Throughout winter’s street-clogging swirl, Keegan Smith was there for Tabitha Meals on Wheels and its clients.
“Every time we called him, he came … We are so thankful to have Keegan,” an executive with the nonprofit says of their fearless volunteer.
For Keegan Smith, 22, it is, quite simply, “a blessing to be a blessing.” A senior at the University of Nebraska-Lincoln, he has been delivering meals for Lincoln-based Tabitha Meals on Wheels since his sophomore year.
Rachel Peterson, a peer mentor in Keegan’s UNL learning community, introduced him to the opportunity.
“She took me along and showed me the way,” Keegan says. When she graduated, he continued to make weekly deliveries.
Tabitha Meals on Wheels serves 500 people (both seniors and young adults with developmental disabilities) daily. The program, supported by a grant from Blue Cross and Blue Shield of Nebraska and part of Tabitha’s comprehensive elder care continuum, relies on 1,200 volunteers annually.
“Volunteers are critical to Tabitha Meals on Wheels,” says Michaela Johanns Young, executive director of the Tabitha Foundation at Tabitha Health. “Not only are volunteers providing that hot, nutritious meal, they’re also providing a safety check. Our volunteers have found people who have fallen or have other health needs that we’ve been able to address.”
Smith makes the rounds on Sunday mornings, a commitment of about two hours a week. He often enlists friends to help. (It’s easier that way – one person navigates, one person drives.) They typically make 10 to 15 stops per route, delivering food and a smile.
“It’s amazing how thankful they are to see you,” Smith says.
In turn, he says he is reminded to be grateful himself – for all that he has and for those who have served him: “My ‘why,’ if you will, is that someone loved and served me first. And, I believe that’s Jesus Christ. … I’ve been blessed to grow up with parents who taught me about Jesus at a young age.”
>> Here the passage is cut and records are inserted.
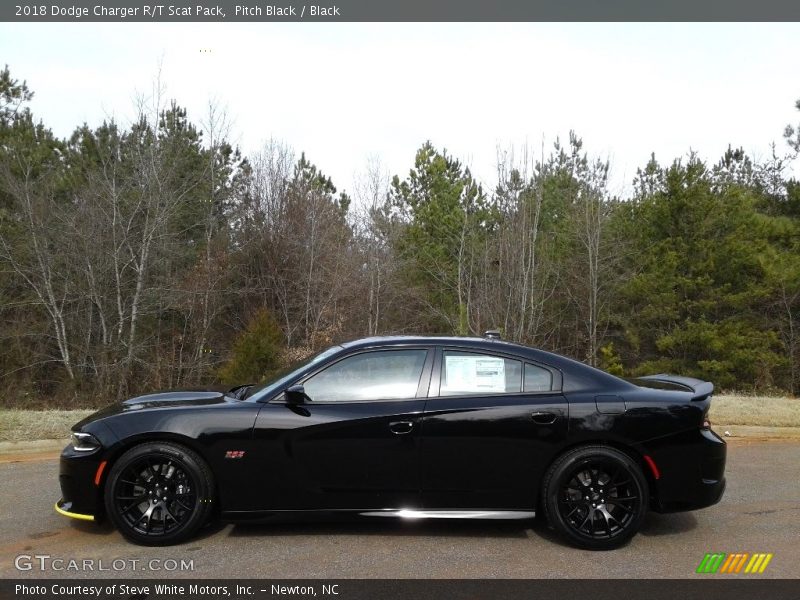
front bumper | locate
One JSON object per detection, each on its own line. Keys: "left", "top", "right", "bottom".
{"left": 54, "top": 498, "right": 95, "bottom": 521}
{"left": 56, "top": 443, "right": 105, "bottom": 520}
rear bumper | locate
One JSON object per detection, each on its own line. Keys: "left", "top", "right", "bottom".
{"left": 648, "top": 428, "right": 727, "bottom": 513}
{"left": 654, "top": 476, "right": 726, "bottom": 513}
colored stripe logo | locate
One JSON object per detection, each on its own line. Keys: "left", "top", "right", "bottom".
{"left": 696, "top": 553, "right": 773, "bottom": 574}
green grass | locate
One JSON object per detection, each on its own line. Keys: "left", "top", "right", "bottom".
{"left": 0, "top": 409, "right": 95, "bottom": 443}
{"left": 0, "top": 396, "right": 798, "bottom": 443}
{"left": 710, "top": 395, "right": 800, "bottom": 427}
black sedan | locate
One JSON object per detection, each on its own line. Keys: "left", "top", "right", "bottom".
{"left": 56, "top": 335, "right": 726, "bottom": 549}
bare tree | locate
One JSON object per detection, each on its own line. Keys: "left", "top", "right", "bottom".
{"left": 483, "top": 143, "right": 558, "bottom": 346}
{"left": 565, "top": 139, "right": 616, "bottom": 366}
{"left": 353, "top": 156, "right": 392, "bottom": 335}
{"left": 0, "top": 156, "right": 76, "bottom": 379}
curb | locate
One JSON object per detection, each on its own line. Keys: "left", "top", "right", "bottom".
{"left": 0, "top": 438, "right": 67, "bottom": 456}
{"left": 714, "top": 424, "right": 800, "bottom": 441}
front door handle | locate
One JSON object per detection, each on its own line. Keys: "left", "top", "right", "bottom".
{"left": 389, "top": 421, "right": 414, "bottom": 435}
{"left": 531, "top": 411, "right": 557, "bottom": 425}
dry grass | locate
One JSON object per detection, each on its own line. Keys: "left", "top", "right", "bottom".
{"left": 710, "top": 395, "right": 800, "bottom": 428}
{"left": 0, "top": 396, "right": 797, "bottom": 442}
{"left": 0, "top": 409, "right": 95, "bottom": 442}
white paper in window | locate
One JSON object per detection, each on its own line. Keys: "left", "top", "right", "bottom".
{"left": 444, "top": 355, "right": 505, "bottom": 393}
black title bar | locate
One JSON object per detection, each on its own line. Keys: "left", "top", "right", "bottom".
{"left": 4, "top": 0, "right": 800, "bottom": 22}
{"left": 3, "top": 579, "right": 800, "bottom": 600}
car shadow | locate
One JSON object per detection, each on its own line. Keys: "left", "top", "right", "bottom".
{"left": 227, "top": 511, "right": 697, "bottom": 544}
{"left": 69, "top": 519, "right": 116, "bottom": 537}
{"left": 65, "top": 511, "right": 698, "bottom": 546}
{"left": 638, "top": 511, "right": 698, "bottom": 536}
{"left": 228, "top": 514, "right": 536, "bottom": 539}
{"left": 66, "top": 518, "right": 230, "bottom": 542}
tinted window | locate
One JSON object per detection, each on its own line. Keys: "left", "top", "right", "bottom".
{"left": 524, "top": 363, "right": 553, "bottom": 392}
{"left": 440, "top": 351, "right": 521, "bottom": 396}
{"left": 303, "top": 349, "right": 428, "bottom": 402}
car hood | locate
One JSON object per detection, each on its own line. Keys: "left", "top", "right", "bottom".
{"left": 74, "top": 387, "right": 234, "bottom": 429}
{"left": 121, "top": 388, "right": 231, "bottom": 408}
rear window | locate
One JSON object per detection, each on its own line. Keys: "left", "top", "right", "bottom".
{"left": 524, "top": 363, "right": 553, "bottom": 392}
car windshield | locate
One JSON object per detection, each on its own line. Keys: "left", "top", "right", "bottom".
{"left": 245, "top": 345, "right": 343, "bottom": 402}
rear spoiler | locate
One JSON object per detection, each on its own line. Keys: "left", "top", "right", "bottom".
{"left": 638, "top": 374, "right": 714, "bottom": 401}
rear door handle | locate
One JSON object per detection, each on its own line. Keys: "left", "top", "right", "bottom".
{"left": 531, "top": 411, "right": 557, "bottom": 425}
{"left": 389, "top": 421, "right": 414, "bottom": 435}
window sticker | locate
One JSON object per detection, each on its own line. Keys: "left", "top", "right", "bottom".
{"left": 444, "top": 355, "right": 506, "bottom": 393}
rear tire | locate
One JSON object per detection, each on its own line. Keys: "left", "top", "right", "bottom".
{"left": 542, "top": 445, "right": 648, "bottom": 550}
{"left": 104, "top": 441, "right": 215, "bottom": 546}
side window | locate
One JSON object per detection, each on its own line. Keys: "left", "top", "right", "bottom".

Smith’s vibrant call to serve extends beyond community – to country. After graduating in May, the ROTC cadet will be commissioned as a second lieutenant in the U.S. Army. From there, it’s on to Army Logistics University at Fort Lee, Virginia followed by a tour of duty in South Korea. “It’ll be a big change. I’ve never been outside the United States,” he says.
As Smith works toward becoming a transportation officer, he has an even greater appreciation for what Tabitha Meals on Wheels does every day: “Their supply chain management, their logistics and the organization that they’ve set up to do that efficiently is pretty amazing.”
In addition to giving time and effort to Tabitha Meals on Wheels, Smith makes a monthly donation. He credits his dad with teaching him how to be smart with money: “I’m passionate about using that for good.”
Coupled with his service, he knows he’s impacting others – and enriching himself.
“In a way, delivering these meals is selfish because it brings me joy. It fills me up so I can continue on with my week,” he says. “Consistently volunteering has shaped me to become a better leader in the Army and in the classroom; more service-oriented all-around. It sets you on the path to what really matters – and that’s to serve and love people.”